According to Pahman, the push to reject liberalism is both wrongheaded and premature because while things aren’t perfect, they’re not that bad either. For instance, Pahman comments that while the Supreme Court may have gone a step too far with its same-sex marriage jurisprudence, we’re only a year removed from that same court’s Hobby Lobby decision, the one which allegedly upheld the principle of libertas religionis. Sadly, it doesn’t seem that Pahman is a very good student of Supreme Court history. Otherwise he would know just how precarious Hobby Lobby’s legal position is. Having been decided by a mere 5-4 majority, a small shift in the Court’s makeup could spell the decision’s end. After all, the Court has radically shifted on several issues in short order, including the right of states to outlaw homosexual sodomy and apply the death penalty to certain classes of juvenile offenders. The Court’s direction over the past several decades has been decidedly “progressive” and there’s no good reason to believe that will change anytime soon, if ever.

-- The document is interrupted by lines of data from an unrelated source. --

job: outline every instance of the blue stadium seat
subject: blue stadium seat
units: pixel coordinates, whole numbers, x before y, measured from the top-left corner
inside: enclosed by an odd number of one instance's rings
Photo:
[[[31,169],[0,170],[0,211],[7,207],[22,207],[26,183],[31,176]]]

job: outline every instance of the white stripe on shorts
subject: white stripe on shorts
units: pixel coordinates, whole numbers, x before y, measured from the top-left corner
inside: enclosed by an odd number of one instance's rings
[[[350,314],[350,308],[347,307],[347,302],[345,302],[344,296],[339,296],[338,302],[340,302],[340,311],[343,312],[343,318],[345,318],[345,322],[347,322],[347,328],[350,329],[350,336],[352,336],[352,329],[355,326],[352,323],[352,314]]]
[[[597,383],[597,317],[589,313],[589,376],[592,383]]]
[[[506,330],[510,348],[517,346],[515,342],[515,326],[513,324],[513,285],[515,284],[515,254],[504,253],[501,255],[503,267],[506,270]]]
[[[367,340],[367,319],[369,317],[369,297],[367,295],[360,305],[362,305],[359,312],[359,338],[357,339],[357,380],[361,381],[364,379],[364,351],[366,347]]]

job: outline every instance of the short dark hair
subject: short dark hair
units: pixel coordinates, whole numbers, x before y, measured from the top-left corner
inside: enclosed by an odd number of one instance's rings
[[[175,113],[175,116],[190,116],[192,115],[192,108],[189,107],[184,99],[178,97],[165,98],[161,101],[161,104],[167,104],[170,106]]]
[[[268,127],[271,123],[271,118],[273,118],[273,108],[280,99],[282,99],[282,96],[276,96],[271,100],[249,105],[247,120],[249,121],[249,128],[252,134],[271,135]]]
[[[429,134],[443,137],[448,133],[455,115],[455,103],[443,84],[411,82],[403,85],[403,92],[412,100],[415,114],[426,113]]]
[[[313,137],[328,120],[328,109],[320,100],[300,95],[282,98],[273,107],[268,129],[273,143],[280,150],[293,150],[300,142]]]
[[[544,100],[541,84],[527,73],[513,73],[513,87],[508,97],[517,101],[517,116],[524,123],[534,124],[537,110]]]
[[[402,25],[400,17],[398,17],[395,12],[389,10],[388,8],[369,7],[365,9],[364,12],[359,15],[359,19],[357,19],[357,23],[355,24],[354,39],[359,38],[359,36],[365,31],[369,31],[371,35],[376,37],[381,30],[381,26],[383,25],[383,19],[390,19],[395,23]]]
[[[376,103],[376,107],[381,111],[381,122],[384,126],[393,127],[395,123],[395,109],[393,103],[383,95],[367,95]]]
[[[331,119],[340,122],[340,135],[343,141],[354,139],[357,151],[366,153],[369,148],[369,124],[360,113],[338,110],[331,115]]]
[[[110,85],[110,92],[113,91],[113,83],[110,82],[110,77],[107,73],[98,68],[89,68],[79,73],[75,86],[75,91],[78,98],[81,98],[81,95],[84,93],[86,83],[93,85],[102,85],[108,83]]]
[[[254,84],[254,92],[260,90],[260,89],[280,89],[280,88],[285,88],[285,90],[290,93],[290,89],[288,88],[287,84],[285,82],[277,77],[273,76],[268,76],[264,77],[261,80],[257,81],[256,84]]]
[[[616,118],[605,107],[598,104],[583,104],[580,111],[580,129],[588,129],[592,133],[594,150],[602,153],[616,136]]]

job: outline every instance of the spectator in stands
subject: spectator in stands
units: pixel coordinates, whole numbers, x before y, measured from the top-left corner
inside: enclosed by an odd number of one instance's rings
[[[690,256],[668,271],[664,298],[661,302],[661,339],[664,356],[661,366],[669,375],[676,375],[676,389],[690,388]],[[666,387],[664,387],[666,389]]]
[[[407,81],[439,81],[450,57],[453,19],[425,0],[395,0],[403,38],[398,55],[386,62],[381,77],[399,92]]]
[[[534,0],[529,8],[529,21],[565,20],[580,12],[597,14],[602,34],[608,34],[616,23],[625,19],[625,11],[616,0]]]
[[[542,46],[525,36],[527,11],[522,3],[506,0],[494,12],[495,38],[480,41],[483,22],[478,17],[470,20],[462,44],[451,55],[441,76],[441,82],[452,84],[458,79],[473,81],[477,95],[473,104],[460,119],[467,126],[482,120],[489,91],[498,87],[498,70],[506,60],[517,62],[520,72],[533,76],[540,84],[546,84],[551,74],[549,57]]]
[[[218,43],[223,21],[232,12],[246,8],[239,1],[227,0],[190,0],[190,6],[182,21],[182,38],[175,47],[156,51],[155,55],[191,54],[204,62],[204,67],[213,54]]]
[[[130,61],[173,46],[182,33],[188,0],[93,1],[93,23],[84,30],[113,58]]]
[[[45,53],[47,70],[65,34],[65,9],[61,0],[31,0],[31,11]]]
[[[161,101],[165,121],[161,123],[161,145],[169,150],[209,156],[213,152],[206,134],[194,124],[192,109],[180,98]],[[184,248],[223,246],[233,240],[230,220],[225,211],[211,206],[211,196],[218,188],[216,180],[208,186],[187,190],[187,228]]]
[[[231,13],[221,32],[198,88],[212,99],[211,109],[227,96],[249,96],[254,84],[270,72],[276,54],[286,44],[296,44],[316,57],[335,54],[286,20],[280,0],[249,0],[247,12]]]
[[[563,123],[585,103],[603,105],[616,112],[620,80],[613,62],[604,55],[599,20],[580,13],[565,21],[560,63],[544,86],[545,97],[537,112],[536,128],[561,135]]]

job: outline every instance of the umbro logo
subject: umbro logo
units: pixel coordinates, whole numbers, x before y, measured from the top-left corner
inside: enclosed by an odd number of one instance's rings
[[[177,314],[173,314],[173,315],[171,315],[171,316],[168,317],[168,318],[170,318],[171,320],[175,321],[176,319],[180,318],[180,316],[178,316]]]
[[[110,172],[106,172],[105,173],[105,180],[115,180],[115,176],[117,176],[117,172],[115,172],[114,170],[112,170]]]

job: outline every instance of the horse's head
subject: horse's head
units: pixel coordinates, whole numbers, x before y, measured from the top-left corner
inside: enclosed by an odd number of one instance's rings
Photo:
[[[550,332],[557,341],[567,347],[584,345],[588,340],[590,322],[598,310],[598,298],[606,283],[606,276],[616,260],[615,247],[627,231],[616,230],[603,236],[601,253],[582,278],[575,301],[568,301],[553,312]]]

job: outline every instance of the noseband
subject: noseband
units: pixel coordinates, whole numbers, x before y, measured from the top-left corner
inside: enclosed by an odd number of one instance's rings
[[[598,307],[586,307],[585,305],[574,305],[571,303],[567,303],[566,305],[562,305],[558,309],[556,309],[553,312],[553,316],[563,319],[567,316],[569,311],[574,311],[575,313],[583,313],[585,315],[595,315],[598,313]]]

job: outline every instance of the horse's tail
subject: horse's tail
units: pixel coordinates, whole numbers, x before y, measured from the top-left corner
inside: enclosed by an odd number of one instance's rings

Pahman next tries to mount a tepid consequetialist defense of liberalism, albeit without much in the way of hard data. For Pahman, liberalism provides breathing space for multiple positions and ideologies, though he fails to mention that liberalism provides no clear way to distinguish between them. Truth and error hold hands in a liberal order and so long as the economy is expanding and people have unfettered access to more “stuff,” all is well. Moreover, Pahman rejects the idea that there is a monolithic liberalism while holding to the observation that “we are all liberals now.” Maybe. As early as 1932, during his review of Carl Schmitt’s The Concept of the Political, Leo Strauss observed that we all live under the horizon of liberal thought and that even an anti-liberal like Schmitt couldn’t help but freight his ostensibly anti-liberal argument with liberal categories. Strauss believed it was still possible to find a horizon beyond liberalism, but it required returning to ancient and medieval philosophy.

And is that not what the “Options” proponents are trying to do? Whether it’s through the thought of St. Benedict or the missionary life of St. Dominic, the recent wave of anti-liberalists are attempting to find a horizon beyond liberalism, rooted in pre-modern thought, though not entirely detached from (post)modernity either. Whether that is a strength or weakness is a matter to consider another day. Pahman doesn’t seem interested in reflecting on what the “Options” proponents are actually for. Instead, he’s content with a liberal ordo that makes no exacting moral demands and, in return for quietism, provides a bloodless existence filled to the brim with comfort, distractions, entertainment, and so forth (cf. Carl Schmitt).